| 要旨トップ | 目次 | 日本生態学会第63回全国大会 (2016年3月、仙台) 講演要旨
ESJ63 Abstract


一般講演(ポスター発表) P1-424 (Poster presentation)

暖温帯コナラ林の長期管理が炭素循環に及ぼす影響

*山田靖子, 山田理香, 新海恒(早稲田大・院・先進理工), 友常満利(神戸大・院・農)小泉博(早稲田大・教育)

森林生態系は地球規模の炭素循環において重要な役割を果たしているが、その炭素収支は、樹木や下層植生の伐採といった管理によって変化することが知られている。しかし、従来の研究は短期的な管理に関するものが多く、長期的な管理に着目した研究例は少ない。そこで本研究では、長期管理が森林生態系の炭素循環に及ぼす影響を評価することを目的とした。

調査は埼玉県小川町の暖温帯コナラ林において行った。林内において非管理区 (C区) と40年管理区 (M40区) を設け、M40区においては毎年冬季の下草刈りとリターの収奪を行った。それぞれの調査区において樹木の成長量 (ΔB)と枯死量 (LF)を測定し、その和から純一次生産量 (NPP) を算出した。さらにNPPと従属栄養生物呼吸 (HR)の差から生態系純生産量(NEP)を推定した。これらに影響を与える環境要因として、地温や土壌含水率、土壌硬度、微生物量、細根量、無機態窒素量、pHの測定を行った。
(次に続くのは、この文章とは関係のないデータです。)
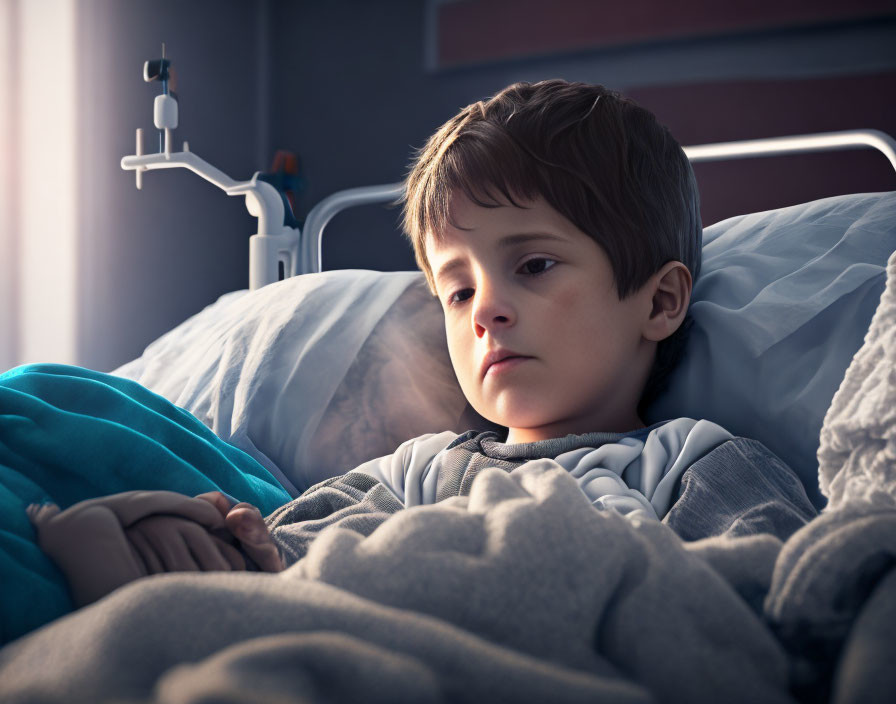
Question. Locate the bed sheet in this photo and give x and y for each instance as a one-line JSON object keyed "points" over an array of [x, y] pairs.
{"points": [[520, 592]]}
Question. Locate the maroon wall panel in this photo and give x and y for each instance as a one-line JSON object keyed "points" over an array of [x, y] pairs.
{"points": [[734, 110], [476, 31]]}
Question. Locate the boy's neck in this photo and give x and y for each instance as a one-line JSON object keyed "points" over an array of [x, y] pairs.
{"points": [[527, 435]]}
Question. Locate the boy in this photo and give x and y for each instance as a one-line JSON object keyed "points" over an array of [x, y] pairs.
{"points": [[558, 225]]}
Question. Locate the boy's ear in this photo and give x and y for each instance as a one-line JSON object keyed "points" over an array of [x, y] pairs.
{"points": [[671, 296]]}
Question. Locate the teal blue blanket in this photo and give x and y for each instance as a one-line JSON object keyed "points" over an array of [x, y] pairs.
{"points": [[69, 434]]}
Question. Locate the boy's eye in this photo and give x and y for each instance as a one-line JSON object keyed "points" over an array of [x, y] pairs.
{"points": [[537, 265], [459, 296]]}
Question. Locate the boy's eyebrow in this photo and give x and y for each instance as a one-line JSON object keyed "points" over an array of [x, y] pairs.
{"points": [[503, 243]]}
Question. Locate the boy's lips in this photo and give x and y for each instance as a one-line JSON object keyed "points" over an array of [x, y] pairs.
{"points": [[498, 355]]}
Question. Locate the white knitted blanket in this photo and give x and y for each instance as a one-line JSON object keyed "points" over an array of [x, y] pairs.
{"points": [[857, 453]]}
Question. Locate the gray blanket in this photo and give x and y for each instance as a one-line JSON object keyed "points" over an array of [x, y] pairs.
{"points": [[523, 592], [520, 592]]}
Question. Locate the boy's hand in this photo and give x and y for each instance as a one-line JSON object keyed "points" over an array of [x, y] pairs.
{"points": [[246, 524], [102, 544]]}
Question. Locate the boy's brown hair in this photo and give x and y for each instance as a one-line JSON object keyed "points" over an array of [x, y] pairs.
{"points": [[596, 157]]}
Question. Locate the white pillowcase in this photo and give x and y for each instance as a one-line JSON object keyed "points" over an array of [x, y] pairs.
{"points": [[316, 374], [783, 302]]}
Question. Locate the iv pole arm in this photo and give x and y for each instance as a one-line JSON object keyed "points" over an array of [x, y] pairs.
{"points": [[262, 199]]}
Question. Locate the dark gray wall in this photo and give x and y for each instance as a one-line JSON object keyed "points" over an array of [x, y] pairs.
{"points": [[151, 258], [343, 84], [354, 96]]}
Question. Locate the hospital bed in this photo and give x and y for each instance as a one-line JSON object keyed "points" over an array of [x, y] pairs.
{"points": [[792, 344]]}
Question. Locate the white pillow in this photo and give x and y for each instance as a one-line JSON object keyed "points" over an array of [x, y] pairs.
{"points": [[315, 374], [783, 302]]}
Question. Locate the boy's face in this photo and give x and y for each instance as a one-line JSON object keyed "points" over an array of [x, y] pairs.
{"points": [[527, 282]]}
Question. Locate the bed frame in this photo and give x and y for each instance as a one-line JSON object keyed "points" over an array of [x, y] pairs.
{"points": [[279, 251], [310, 259]]}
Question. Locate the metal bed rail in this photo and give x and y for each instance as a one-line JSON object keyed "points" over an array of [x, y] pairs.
{"points": [[310, 259]]}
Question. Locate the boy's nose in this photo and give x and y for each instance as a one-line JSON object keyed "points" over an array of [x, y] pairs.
{"points": [[491, 313]]}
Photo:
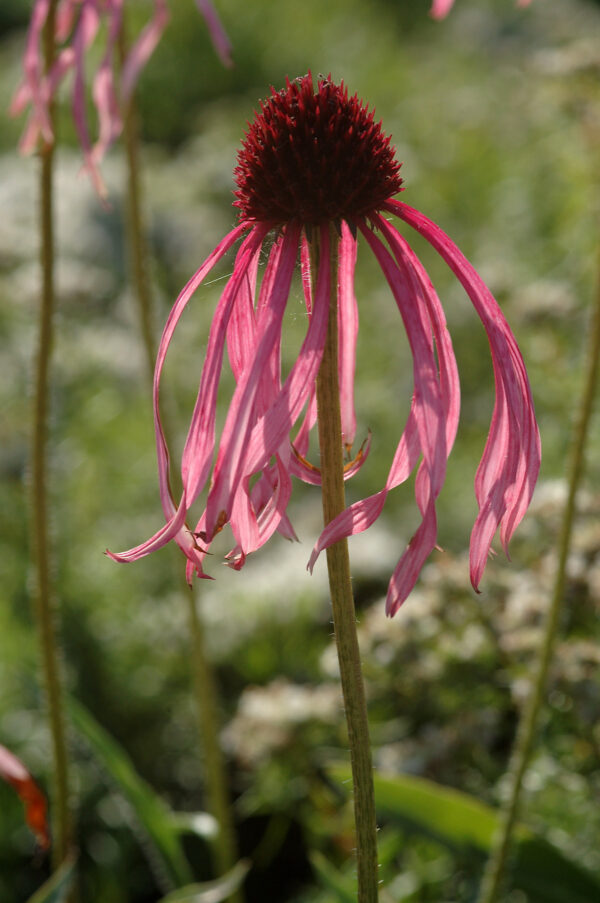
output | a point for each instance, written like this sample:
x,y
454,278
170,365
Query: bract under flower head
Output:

ΔBはC区で2.4 t C ha-1 y-1、M40区で3.4 t C ha-1 y-1となり、M40区の方が1.4倍程度高い値を示した。この結果は、管理によって水分や栄養分をめぐる下層植生との競合が軽減されたことによるものであると考えられる。HRはC区で312.9 (20.4 – 1141.4) mg CO2 m-2 h-1、M40区で297.1 (41.7 – 932.9) mg CO2 m-2 h-1となり、C区の方が高い値を示した。以上より、長期管理はΔBを増加させHRを抑制することでNEPを増加させることが示唆された。本発表ではC区とM40区における測定項目の相違点を比較し、それらがNPPやNEPの違いに及ぼす影響について議論する。